Jets vote for decertification, Bears to vote soon

Posted by Will Brinson

Eight teams in the NFL have now voted to decertify from the union with the news that the Jets unanimously agreed Thursday and according to a report, the Bears will be voting soon as well.

The Jets, according to Jane McManus of ESPN , joined the Bills, Saints, Cowboys, Colts, Eagles, Redskins, and Giants as the list of teams to  unanimously vote to decertify

And Brad Biggs of Chicago Breaking Sports reports that the Bears will vote soon as well, with a similar result likely to occur.

"It's necessary because the legal process of decertifying is not an overnight deal. We need to have the wheels in motion," said Hunter Hillenmeyer, the Bears' representative to the NFLPA.

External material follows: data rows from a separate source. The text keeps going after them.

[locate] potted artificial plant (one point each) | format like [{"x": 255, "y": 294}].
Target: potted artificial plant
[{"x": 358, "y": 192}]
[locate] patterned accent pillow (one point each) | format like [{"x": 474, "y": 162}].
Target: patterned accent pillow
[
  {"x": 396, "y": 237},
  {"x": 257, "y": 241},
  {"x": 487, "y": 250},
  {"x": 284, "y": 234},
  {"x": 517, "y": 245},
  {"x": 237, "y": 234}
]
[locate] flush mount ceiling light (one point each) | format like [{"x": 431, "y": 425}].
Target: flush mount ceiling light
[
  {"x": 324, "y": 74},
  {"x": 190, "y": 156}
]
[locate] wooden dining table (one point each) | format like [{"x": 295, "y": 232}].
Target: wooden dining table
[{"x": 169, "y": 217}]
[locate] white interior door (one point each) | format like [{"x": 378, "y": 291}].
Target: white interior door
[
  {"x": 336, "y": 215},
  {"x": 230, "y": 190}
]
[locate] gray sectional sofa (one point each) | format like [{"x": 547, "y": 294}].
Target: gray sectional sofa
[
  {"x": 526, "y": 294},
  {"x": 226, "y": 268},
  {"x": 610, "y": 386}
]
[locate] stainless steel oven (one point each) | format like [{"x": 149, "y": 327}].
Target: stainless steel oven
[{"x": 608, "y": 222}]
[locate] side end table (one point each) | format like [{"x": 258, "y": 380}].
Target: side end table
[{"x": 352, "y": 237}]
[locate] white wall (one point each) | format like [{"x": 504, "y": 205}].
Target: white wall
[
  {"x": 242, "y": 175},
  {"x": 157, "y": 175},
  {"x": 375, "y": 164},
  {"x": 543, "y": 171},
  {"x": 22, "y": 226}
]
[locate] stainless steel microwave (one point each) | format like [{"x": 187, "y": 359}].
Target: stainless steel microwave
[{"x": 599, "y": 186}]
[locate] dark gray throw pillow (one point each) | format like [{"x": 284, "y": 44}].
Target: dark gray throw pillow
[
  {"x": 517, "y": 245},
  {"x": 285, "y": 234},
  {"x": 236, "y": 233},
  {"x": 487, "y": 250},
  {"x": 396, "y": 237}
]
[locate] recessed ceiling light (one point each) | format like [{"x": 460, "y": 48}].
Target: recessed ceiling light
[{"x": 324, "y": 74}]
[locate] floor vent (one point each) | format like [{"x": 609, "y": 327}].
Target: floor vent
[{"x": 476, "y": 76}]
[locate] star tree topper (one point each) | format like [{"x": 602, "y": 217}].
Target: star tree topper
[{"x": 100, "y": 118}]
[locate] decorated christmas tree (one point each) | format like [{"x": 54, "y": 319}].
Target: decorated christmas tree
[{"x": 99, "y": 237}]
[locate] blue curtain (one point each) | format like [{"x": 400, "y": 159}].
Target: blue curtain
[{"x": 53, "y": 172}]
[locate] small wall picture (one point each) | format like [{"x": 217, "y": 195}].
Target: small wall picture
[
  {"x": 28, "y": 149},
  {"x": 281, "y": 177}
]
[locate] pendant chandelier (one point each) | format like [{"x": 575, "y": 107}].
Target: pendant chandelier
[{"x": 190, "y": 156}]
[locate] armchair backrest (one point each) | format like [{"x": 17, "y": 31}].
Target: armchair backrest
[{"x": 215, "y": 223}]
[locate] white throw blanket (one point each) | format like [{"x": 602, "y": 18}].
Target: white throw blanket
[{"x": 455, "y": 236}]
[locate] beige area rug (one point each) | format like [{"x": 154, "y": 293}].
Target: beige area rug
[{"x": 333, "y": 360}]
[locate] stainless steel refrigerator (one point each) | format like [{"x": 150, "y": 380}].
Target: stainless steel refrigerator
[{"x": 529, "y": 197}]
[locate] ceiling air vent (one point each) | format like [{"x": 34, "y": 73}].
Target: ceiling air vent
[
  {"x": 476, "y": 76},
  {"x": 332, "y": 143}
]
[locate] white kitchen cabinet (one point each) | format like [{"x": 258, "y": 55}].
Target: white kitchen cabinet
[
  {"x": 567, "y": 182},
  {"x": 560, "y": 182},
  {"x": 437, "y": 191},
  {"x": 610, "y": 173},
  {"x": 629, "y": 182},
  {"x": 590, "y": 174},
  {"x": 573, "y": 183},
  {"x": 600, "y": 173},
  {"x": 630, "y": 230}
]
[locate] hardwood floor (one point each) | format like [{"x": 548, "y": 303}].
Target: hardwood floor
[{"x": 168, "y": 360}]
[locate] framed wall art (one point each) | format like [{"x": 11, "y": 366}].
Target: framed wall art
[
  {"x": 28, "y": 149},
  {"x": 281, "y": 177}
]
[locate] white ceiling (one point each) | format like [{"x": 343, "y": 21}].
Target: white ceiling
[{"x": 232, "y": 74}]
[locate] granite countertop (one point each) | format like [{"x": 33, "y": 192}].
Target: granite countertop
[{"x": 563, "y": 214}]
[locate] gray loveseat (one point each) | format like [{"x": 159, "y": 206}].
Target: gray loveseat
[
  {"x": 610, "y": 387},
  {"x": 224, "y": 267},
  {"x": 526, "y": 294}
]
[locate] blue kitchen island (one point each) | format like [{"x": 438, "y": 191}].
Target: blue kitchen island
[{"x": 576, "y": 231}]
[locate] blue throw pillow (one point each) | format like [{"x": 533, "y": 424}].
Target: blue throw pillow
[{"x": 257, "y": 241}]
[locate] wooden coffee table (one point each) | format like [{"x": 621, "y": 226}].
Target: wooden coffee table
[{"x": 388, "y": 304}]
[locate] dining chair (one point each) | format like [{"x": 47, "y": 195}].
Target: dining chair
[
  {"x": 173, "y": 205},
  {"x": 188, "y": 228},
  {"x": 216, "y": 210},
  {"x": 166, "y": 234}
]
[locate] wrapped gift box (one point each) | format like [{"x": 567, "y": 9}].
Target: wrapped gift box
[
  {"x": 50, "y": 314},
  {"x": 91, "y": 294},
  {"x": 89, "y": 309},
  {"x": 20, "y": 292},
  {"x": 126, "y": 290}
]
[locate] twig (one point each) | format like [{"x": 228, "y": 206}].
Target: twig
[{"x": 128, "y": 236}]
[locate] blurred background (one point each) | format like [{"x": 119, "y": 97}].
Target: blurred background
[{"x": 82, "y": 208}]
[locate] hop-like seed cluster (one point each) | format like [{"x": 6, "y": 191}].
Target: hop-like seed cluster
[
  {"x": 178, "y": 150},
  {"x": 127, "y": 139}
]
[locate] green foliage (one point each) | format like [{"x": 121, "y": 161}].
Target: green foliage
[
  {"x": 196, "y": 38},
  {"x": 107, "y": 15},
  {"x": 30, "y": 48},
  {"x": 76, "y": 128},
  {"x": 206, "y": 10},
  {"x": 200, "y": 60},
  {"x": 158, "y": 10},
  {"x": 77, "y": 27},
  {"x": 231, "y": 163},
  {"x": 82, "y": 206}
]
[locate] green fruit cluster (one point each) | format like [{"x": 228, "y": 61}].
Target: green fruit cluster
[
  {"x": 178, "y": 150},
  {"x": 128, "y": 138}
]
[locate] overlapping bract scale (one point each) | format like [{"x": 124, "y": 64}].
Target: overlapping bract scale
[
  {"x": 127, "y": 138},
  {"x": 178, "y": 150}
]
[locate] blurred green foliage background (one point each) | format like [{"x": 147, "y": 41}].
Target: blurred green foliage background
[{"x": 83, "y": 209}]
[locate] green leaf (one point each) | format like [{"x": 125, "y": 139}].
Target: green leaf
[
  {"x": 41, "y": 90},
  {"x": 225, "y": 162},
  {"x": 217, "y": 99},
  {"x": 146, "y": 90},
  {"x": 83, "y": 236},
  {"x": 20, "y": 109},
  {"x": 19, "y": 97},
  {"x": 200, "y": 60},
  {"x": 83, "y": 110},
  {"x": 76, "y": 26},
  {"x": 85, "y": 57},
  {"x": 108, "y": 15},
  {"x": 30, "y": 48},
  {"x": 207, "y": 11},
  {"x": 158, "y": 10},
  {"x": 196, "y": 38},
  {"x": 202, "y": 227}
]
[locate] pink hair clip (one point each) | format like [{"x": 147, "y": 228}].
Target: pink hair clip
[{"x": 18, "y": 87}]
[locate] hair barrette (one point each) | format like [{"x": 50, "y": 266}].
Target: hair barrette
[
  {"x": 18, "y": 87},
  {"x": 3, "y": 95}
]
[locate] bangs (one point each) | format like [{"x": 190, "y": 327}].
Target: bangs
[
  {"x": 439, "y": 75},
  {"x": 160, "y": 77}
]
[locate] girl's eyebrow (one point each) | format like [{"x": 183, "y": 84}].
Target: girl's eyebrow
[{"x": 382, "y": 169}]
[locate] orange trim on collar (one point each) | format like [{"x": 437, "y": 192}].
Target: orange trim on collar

Decertification, for those wondering, is a good thing. At least for fans anyway -- a union can't sue the NFL, but a huge group of wage-earning individual players can (this is the result of the American Needle case that the NFL lost at the Supreme Court level).

If every single team (as in, all of the individual players) votes to decertify, it means that if the NFL owners decide to lock out their employees, they can quickly strike to actually decertify and then sue the NFL for antitrust violations.

Theoretically, then, lining up all the teams now, in preparation for actually decertifying, gives the NFLPA greater leverage in working to negotiate a new labor agreement.